Dengan pengaruhnya di pemerintahan, Ulya mencoba mengarahkan putranya. Toh Akmal insyaallah dengan mudah melewati ujian masuk akademi militer, baik secara pemikiran maupun secara pisiknya.
Dengan begitu secara lembaga, jiwa putranya akan terlindungi.
💎
Kini waktu yang ditunggu pun tiba. Bara sudah menetapkan hati untuk pergi. Meski menjadi seorang prajurit bukan suatu yang diinginkannya, tapi dicobanya untuk menerimanya dengan lapang dada.

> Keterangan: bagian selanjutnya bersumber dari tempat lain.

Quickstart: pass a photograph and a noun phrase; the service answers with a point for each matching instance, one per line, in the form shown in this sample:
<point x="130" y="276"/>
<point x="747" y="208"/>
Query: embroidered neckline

Demikian yang dia katakan kepada papa Ulya dahulu sebagai janji. Apabila dalam satu tahun ini dia tak bisa menyelesaikan proyeknya ini. Maka pilihan kedua adalah masuk akademi militer sesuai dengan keinginan ayahnya.
"Mang, aku titip tempat ini ya .... Mungkin lama nggak bisa ke sini."
"Tapi, Den. Mang Maman takut. Nanti kalau ada tanaman yang kayak gitu lagi, Mang Maman harus bagaimana?"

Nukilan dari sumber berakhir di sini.